Wednesday, February 10, 2016

Making Sense of Colorado's Crazy Trade

Dickerson has far more value to a team than McGee (Fox Sports)
It's been two weeks, and I'm still trying to make sense of the Corey Dickerson for Jake McGee exchange. Given how smart front offices have become, it still blows my mind when they make obviously one-sided trades like this one, or last winter's Doug Fister and Jason Heyward trades.

Only on the most basic level does this trade make any sense for Colorado. The Rockies have an abundance of hitting and need pitching. They had a crowded outfield and a terrible bullpen (terrible doesn't even begin to describe how bad it was). So they traded an outfielder for a pretty good reliever. Okay, makes sense.

Except that it doesn't at all. At least for the Rockies.

For the Rays, a team perpetually short on offense, this trade makes all the sense in the world. Tampa Bay ranked second-to-last in the AL in runs scored last year, largely because its outfielders combined for just 56 home runs, 175 RBI, and a .258/.327/.420 batting line. With a collective OPS+ of 100, Rays outfielders provided league average production at best.

Dickerson, however, has been well above average the last two years, posting a 141 OPS+ in 2014 followed by a 118 OPS+ last year. After leaving Coors Field (the best hitter's park in baseball) for Tropicana Field (one of the worst), he's not going to come close to matching his .309/.354/.556 line from 2014-2015, but he's still a solidly above average corner outfielder who's not even 27 yet. Tampa Bay would have been better off going after someone from a less extreme environment, but Dickerson still represents a clear upgrade in an outfield that saw way too much of David DeJesus and Steven Souza last year.
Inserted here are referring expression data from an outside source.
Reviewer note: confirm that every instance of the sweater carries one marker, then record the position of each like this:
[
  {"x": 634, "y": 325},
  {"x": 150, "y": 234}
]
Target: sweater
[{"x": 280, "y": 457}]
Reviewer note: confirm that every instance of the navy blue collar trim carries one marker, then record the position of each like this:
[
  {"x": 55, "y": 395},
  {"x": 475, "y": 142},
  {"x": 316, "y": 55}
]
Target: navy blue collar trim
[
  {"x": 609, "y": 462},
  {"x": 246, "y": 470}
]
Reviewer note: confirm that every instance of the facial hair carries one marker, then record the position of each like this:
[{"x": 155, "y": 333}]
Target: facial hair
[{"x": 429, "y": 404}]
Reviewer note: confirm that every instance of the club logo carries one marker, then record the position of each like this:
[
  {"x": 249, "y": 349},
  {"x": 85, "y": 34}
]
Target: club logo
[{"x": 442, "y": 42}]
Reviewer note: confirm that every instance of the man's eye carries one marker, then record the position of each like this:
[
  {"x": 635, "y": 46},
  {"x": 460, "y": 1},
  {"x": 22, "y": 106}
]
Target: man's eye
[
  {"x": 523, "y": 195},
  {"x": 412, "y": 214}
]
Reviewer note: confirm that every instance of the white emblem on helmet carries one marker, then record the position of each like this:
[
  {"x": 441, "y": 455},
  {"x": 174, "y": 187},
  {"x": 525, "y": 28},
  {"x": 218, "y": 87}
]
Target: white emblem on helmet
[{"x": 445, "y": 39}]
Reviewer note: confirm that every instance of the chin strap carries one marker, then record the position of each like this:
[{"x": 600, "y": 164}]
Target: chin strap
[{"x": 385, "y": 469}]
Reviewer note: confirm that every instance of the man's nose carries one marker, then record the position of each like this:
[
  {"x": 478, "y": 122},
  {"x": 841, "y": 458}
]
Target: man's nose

And it's not like the Rays gave up much to get him, either. Relievers are cheap and plentiful, which makes them expendable. Any failed starter can find second life as a reliever. Hard-hitting, in-their-prime outfielders are a rarity, however, especially these days. McGee is good, but he's going to be 30 in August and was hurt last year. His value may never be higher than it is right now.

Which is why the Rays were smart to move him. The timing made sense. For the Rockies, however, this was probably the worst time for them to trade Dickerson. He's not even arbitration-eligible yet and is still under team control for four more years, plus he's coming off an injury-riddled season in which he missed almost 100 games and was worth only 0.5 bWAR. Had they waited for him to rebuild his value a bit, they could have gotten more for him, like a starting pitcher (Colorado could really use one of those).

While dumb, this trade at least would have been more defensible had the Rockies been good, as sometimes it's necessary to sacrifice something valuable to address one of your weaknesses. But Colorado's entire pitching staff is a weakness, and 60 innings from Mr. McGee won't change that. Bad teams don't need ace relievers, because by the time they get in the game the score's already been decided. They need good, young starting pitchers and position players they can build around. The bullpen is often the last piece of the puzzle, and one that can be cobbled together on the cheap (never pay for saves).

McGee's going to be a free agent in two years, and nobody seriously expects Colorado to contend by then. They've endured five straight losing seasons and there's no light at the end of the tunnel, not until they're able to build what passes for a major league-caliber starting rotation. Dickerson could have helped them do that, but now he's gone.